Multilingual Representations for Indian Languages is a BERT, short for Bidirectional Encoder Representations from Transformers. Now, what’s that? BERT is an AI-based technique that uses natural language to distinguish between the nuances of what people are searching for. 

For instance, the word “bank” can mean separate things in search terms, such as “bank branch” or “river bank”. To assist in these queries, Google included the BERT algorithm into its search product last year as an attempt to make queries more relevant. 

The newly launched MuRIL aims to further fix the issue with relevancy for Indian regional language users on Google Search. It has been pre-trained on a total of 17 Indian languages – Assamese, Bengali, English, Gujarati, Hindi, Kannada, Kashmiri, Malayalam, Marathi, Nepali, Oriya, Punjabi, Sanskrit, Sindhi, Tamil, Telugu, and Urdu (in alphabetical order). These major languages cover a vast majority of the Indian population.

Why has it been put in place?

Google says that there are a lot of users in India who make use of Google Search in English. For instance, consider there are several Oriya or Telugu speakers who would type their queries in English but might not be proficient in the language to interpret the results. This is likely to appear more common when you realise that typing in an Indian language in its native script is typically more difficult, and can often take three times as long, compared to English, according to Google.

For such users, Search will show relevant content in the 17 supported Indian languages where it seems appropriate. While Google does not clarify what factors go into these automatic recommendations, we are guessing geographic location and search history have a lot to do with it. This feature will first roll out in five Indian languages: Hindi, Bangla, Marathi, Tamil, and Telugu.

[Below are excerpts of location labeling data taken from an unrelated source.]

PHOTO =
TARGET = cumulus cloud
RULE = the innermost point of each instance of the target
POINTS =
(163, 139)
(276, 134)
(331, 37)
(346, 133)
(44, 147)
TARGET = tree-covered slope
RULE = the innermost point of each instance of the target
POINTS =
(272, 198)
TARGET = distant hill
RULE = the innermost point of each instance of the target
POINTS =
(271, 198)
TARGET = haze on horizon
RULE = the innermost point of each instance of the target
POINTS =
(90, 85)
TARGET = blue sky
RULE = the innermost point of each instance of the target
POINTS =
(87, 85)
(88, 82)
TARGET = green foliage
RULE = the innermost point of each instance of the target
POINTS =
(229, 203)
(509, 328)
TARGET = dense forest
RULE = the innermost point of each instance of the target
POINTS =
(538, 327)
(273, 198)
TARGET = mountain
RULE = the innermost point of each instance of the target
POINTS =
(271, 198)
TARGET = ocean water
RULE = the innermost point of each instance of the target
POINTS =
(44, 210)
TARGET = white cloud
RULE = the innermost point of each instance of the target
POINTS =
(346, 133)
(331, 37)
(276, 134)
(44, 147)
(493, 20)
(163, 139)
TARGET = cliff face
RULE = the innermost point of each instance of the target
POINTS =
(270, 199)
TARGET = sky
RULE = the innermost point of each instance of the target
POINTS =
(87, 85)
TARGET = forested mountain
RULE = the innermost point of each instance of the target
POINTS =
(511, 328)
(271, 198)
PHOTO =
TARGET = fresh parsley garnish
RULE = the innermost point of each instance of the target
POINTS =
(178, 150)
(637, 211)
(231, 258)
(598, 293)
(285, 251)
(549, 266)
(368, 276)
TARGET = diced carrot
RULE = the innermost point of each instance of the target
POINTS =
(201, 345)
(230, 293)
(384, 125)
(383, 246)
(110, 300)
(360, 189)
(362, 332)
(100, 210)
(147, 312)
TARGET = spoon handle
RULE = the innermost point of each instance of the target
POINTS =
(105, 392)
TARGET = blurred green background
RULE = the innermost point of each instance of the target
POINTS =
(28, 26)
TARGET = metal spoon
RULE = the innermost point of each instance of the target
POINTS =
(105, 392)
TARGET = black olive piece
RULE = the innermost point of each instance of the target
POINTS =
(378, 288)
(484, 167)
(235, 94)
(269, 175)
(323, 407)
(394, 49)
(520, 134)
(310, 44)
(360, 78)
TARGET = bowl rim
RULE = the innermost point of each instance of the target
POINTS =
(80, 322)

Another way that Google’s new MuRIL algorithm can help with is when interpreting transliterated text including the times you write Hindi words using the Roman script. For instance, “Achha hua account bandh nahi hua” is a phrase that will now have a positive connotation, instead of negative, which was the case previously. Google also says that search queries such as “Shirdi ke sai baba” will now give accurate results for the personality instead of a location.

Then, Google is also using MuRIL to extend the support for Indian language picker to apps like Google Assistant, Discover, and Google Maps. Furthermore, you can now toggle between English and four additional Indian languages – Tamil, Telugu, Bangla, and Marathi, apart from Hindi – on Google Search pages. 

The possibilities are endless

Google has announced that it is making MuRIL free and open source. This means the thousands of app developers in its ecosystem can make use of this sophisticated natural language technique to develop better products for Indian regional language users. For example, developers of apps with search engines, including e-commerce apps like Amazon, social apps like Facebook, and more, might be able to take advantage of this technology and show more relevant content to Indian users.

To fulfil Google’s dream of reaching the next billion users, MuRIL seems like a step in the right direction.